The city maintains these cemeteries: Oak Grove, Maple Grove, and Calvary. It also manages four smaller burials grounds: Dummer Sewall (Dummer and Beacon Streets), David Trufant (claimed by author Parker McCobb Reed in 1894 to be the oldest burying ground in Bath; Spring and Middle streets), Pettingill (Riverview Road) and Fairview (on Fairview Lane). Only Pettengill has pieces of stones remaining, including that of a Revolutionary War veteran.

Graveyards not managed by the city, which tend to be old family plots, include Harrison (Stoney Island Road), Crawford (North Bath Road), Roberts-Edgecomb (North Bath Road), Edgecomb (North Bath Road), Purington (North Bath and Whiskeag roads), Ham (Ridge and Whiskeag roads), Ward (Bayshore Road) and the "Irish" ground (Varney Mill Road).

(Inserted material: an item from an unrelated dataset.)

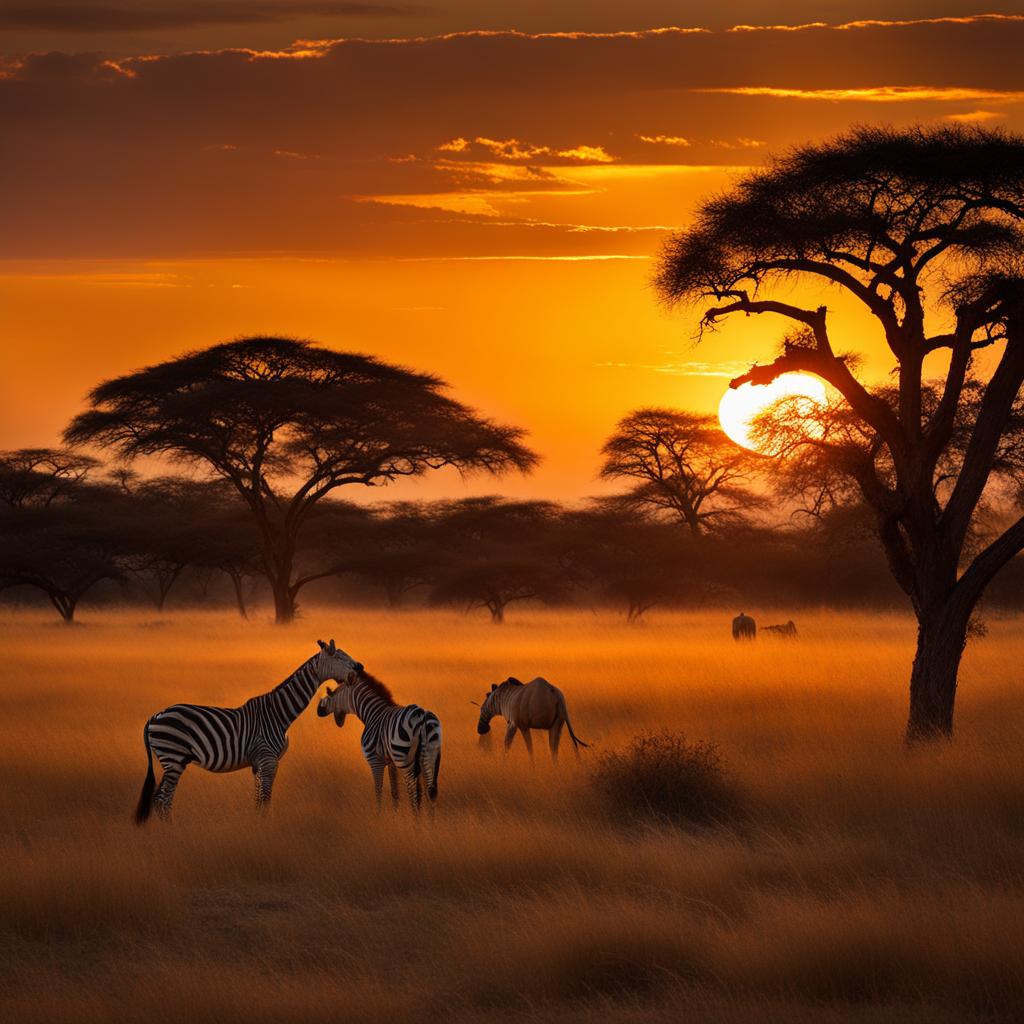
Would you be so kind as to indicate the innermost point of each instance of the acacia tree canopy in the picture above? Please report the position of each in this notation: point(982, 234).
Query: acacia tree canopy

The Whittam (or Witham) graveyard (Bayshore Road) and Wise-Welch (North Bath Road), which includes Bath's oldest documented burial in 1749, were identified in the 1970s, but are not found today.

Those found in sources, yet have no burials or exact locations identified, are South Street (possibly South and Washington Streets), Marshall (Washington and Marshall Streets), the "Turnpike" ground (likely in West Bath), and Marr's Hill (in the area of Corliss and Washington Streets). Also, a Ward Cemetery is known.